I think everyone who undergoes de or ds treatment wonders about - and worries about - what the child will inherit physically in terms of looks, disease predisposition, colouring etc as well as personality.  A good clinic will screen potential donors for inherited diseases and remember that the donor's genetics are only one of several factors influencing likelihood of disease. Your diet etc during pregnancy and the lifestyle of the child with diet exercise etc all play a part in many conditions as does upbringing factor into eg depression.

I think it is normal to worry but at the end of the day nothing in life is guaranteed. Take me. There is no history of endo in my family so where did i get it from. Hopefully using de means its less likely that my daughter will have this horrible disease - or any of the problems my family are predisposed too. 
Children are their own people with their own journeys through life and we are blessed to be part of that journey. All you can do is the best you can by them.

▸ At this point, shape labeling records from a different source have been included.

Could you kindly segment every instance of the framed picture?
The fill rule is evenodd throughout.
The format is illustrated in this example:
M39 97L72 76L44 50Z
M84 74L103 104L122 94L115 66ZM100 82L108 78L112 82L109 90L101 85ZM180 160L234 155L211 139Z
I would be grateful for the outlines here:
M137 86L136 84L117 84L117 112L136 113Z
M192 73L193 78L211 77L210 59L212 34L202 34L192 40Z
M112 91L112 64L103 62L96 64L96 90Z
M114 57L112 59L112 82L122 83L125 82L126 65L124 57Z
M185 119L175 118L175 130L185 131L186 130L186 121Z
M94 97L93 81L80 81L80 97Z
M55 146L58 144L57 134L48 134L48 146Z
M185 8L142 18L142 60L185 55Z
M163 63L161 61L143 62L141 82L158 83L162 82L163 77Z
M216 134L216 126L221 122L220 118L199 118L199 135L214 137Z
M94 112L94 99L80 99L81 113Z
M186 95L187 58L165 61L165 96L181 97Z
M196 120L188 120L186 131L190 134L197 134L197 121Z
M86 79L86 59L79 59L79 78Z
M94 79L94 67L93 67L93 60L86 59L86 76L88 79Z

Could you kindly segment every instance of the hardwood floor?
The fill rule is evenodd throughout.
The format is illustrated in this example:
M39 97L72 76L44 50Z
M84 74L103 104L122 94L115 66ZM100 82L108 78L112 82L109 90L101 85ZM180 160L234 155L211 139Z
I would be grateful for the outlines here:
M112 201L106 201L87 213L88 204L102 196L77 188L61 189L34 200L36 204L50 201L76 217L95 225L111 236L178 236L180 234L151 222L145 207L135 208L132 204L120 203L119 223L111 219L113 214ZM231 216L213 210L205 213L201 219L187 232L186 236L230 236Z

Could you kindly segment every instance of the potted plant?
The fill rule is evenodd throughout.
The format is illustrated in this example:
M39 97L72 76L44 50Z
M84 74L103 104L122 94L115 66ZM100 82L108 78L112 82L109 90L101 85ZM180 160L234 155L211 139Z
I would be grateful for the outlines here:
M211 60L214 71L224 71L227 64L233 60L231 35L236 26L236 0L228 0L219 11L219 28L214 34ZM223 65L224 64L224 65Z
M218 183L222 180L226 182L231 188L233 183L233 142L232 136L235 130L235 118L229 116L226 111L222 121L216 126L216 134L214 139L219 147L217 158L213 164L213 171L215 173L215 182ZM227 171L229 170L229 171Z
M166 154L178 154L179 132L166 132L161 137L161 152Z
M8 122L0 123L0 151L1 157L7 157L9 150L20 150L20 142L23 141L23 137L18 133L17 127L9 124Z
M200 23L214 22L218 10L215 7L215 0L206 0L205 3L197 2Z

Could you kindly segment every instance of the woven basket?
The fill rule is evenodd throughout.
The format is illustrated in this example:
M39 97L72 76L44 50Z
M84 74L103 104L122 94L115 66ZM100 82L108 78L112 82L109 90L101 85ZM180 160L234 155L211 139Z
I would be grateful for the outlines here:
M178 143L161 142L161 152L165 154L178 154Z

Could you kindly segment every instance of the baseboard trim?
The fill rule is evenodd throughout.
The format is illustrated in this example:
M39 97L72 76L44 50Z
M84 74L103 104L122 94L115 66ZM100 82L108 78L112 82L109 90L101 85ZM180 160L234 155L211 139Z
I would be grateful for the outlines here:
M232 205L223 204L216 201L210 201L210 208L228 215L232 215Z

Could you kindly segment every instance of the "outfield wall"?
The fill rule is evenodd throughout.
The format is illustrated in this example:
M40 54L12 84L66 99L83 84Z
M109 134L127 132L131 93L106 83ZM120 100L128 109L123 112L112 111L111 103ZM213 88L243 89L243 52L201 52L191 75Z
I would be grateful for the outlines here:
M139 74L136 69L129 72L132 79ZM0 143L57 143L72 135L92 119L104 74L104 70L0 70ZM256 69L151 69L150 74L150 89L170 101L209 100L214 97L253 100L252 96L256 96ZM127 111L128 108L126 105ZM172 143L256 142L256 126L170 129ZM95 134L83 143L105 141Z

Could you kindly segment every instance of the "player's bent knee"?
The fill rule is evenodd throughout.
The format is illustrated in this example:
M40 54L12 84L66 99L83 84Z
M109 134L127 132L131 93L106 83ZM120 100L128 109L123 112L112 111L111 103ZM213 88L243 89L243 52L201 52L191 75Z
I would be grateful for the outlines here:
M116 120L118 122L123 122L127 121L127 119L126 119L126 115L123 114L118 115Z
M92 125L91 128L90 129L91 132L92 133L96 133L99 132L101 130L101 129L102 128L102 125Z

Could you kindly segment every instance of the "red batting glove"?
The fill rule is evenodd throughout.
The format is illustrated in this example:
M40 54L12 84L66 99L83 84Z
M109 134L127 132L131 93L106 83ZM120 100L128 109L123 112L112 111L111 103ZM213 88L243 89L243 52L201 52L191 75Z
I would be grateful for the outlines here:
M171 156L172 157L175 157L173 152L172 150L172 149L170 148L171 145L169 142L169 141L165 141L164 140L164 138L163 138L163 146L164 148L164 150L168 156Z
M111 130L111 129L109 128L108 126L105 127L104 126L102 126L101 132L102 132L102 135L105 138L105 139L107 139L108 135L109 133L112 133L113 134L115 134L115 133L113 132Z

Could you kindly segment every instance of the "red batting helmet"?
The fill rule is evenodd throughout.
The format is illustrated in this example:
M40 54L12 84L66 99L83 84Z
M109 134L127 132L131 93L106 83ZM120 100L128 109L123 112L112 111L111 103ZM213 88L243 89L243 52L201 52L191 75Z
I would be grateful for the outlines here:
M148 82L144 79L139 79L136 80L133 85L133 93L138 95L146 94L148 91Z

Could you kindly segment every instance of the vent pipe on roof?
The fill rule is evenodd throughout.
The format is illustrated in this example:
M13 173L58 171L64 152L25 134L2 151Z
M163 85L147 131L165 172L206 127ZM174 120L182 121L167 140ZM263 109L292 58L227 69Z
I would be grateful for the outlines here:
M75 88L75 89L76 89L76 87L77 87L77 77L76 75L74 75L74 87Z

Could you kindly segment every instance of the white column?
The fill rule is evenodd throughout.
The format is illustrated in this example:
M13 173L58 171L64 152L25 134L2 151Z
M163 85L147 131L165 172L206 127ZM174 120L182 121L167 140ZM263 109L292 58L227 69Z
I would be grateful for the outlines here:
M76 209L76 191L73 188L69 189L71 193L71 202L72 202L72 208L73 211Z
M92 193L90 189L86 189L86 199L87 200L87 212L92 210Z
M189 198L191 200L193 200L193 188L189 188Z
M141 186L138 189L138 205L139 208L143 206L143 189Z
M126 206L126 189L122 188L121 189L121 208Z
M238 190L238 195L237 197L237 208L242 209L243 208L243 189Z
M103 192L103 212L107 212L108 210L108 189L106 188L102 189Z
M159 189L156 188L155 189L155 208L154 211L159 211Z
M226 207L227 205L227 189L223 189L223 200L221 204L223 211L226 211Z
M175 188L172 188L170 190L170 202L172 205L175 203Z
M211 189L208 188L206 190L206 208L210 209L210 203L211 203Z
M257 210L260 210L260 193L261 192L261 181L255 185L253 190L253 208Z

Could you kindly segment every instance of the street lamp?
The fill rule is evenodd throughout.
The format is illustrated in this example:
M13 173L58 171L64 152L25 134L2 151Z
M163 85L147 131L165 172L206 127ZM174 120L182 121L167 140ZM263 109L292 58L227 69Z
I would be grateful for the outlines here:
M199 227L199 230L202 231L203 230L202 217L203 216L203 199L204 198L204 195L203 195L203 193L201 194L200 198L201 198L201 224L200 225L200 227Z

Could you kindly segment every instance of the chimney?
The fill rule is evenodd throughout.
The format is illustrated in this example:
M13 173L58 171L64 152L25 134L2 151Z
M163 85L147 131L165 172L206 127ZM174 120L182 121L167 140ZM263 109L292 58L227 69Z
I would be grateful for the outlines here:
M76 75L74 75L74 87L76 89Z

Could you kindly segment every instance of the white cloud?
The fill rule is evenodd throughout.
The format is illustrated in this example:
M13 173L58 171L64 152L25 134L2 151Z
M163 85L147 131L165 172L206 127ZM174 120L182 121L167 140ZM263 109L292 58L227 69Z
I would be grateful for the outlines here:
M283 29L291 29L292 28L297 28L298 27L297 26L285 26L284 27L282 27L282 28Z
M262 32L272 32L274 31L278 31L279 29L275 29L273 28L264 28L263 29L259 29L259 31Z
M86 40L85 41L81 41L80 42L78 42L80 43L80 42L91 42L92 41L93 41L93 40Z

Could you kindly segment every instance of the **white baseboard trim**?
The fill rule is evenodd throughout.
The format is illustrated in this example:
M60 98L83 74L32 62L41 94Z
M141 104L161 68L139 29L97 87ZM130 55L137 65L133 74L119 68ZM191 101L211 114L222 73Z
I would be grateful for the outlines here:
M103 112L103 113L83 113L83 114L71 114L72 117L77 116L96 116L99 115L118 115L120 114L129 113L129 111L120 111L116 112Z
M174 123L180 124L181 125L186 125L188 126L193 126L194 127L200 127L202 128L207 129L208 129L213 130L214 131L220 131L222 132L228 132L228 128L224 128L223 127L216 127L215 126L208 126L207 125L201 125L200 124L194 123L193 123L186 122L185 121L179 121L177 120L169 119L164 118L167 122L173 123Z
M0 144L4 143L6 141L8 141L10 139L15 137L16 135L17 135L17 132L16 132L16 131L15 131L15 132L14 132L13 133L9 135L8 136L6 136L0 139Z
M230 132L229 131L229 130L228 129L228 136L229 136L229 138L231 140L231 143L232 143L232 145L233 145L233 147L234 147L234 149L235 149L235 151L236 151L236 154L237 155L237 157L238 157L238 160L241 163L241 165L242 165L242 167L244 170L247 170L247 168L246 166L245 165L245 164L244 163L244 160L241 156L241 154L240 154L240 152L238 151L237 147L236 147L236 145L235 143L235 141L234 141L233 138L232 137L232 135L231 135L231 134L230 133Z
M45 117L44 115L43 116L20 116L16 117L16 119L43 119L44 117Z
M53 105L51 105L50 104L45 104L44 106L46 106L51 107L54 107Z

I think the important thing is that a lovely person wanted to help you have a longed for child and especially in the case of egg donation was prepared to put herself out considerably to do so. I think those are traits i want my children to inherit. 

X x x


----------



## greatgazza (May 27, 2010)

just a quick one as i have to go to bed soon, matchsticks propping up my eyes!

but when i started my ttc journey i discovered i had balanced translocated chromosomes after several miscarriages and this particular translocation would have meant i was likely to carry on miscarrying.  i have 7  brothers and sisters and none of them appeared to have this complication, my mum was one of ten, my dad an only child, but it seems this problem was 'de novo' in me, as in it started with me.  being the youngest of 8 and having 19 nephews and nieces i never dreamt i would have any problems having children, we seemed to be able to knock them out all over the place so it was a bit of a shock and i felt quite upset that i seemed to have got all the fertility problems for the whole family.  so, i used DE and love my little boy so much it makes my heart want to explode. it wasn't an easy decision and i did/sometimes still do have to grieve for my own eggs but the reality is if i'd used my own eggs i would never have known what i was 'passing on' either.. .. it's one of those things that we can never know but even having a medical history doesn't guarantee no issues. 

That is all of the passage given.